Oh b o y oI stared at the screen as many before me have, attempting to close out and add. Alas, it had failed.
In utter terror I had realized: They had given the site a reputation system. Only the best of the best could get to the top of 200,000 points: how you loose the damned adds that were everywhere.
I chugged a handful of popcorn down my throat, gagged and wondered how I will get through life at this rate, and began typing once I got over my coughing fit. (My dog staring at me with dissapointment the entire time, as he should)
Five hundred and thirty-three characters. I will not fall into the deception of those before me, I know where the limit is after typing up many unfinished stories.
More popcorn, gagging, and silent judgment from my dog. Still not enough. I could hear the green duct from the YouTube series Don’t Hug Me I’m Scared screaming “tHeRe’s NoT eNoUgH tIme!!!1!1!” Over and over in my head.
Laughing, and glancing down, I looked at the word count. I was over halfway through this God-forsaken story that is no way on the list that I have dubbed “The banes of my existence.”
I stepped out after a few moments into the night and mild chill to freshen my senses, and just about choked to death walking there.

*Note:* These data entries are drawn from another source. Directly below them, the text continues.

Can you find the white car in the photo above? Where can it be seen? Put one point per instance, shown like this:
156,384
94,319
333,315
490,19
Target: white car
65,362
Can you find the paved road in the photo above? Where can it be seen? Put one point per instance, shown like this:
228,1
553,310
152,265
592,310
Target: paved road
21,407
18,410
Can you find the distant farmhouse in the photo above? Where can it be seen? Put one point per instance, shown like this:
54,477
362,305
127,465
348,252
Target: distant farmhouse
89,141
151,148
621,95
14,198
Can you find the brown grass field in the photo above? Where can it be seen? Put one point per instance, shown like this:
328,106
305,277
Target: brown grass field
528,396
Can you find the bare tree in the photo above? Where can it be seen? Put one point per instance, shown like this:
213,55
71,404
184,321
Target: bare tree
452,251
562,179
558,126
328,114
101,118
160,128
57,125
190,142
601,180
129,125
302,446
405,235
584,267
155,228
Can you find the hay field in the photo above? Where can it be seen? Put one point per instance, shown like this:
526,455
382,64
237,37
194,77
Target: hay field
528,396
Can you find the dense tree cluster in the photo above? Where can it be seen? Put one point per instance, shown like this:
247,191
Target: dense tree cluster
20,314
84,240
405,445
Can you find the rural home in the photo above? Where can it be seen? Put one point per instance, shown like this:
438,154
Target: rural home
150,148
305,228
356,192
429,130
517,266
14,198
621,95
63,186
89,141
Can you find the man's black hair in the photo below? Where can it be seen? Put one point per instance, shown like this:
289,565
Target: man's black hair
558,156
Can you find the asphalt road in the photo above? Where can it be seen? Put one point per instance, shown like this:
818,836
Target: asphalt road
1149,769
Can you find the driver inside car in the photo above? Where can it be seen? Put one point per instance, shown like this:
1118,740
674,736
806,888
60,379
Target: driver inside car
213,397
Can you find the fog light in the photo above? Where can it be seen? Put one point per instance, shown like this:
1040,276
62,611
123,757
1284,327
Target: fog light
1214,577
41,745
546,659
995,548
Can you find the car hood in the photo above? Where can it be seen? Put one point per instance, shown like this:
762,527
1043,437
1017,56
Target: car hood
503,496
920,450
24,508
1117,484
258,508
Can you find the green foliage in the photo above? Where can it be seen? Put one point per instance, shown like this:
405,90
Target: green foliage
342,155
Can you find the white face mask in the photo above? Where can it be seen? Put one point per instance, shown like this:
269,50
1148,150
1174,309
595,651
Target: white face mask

This time it was actually not on popcorn.
One thousand, three hundred and twenty eight characters.
So close, but yet too goddamn far AWAY. I NEED REP POINTS GODDAMNIT.
WHY DO YOU HURT ME SO BADLY, QFEAST!? I HAVE BEEN SO KIND TO YOU, RARELY EVER CONPLAINING OF THE ISSUES ON THIS GOD-FORSAKEN SITE THAT IS THE DEFINITION OF DRAMA. I HAD SOLVED THE DRAMA YOU HAD NEGLECTED, AND THIS IS MY REPAYMENT. WHY DO YOU HURT ME SO, QFEAST!?
I WANT NOTHING MORE THAN TO GET MY ADVERTISMENTS FILLED WITH PERVERTED GAMES AND DRESS SHOPS I DISPISE SO MUCH. IT BURNS MY SOUL IN SUCH ADGITATING WAYS.
Oh, how I hate this system you have put into place. I dispised this ever-so much. Why must you hurt this small community this way?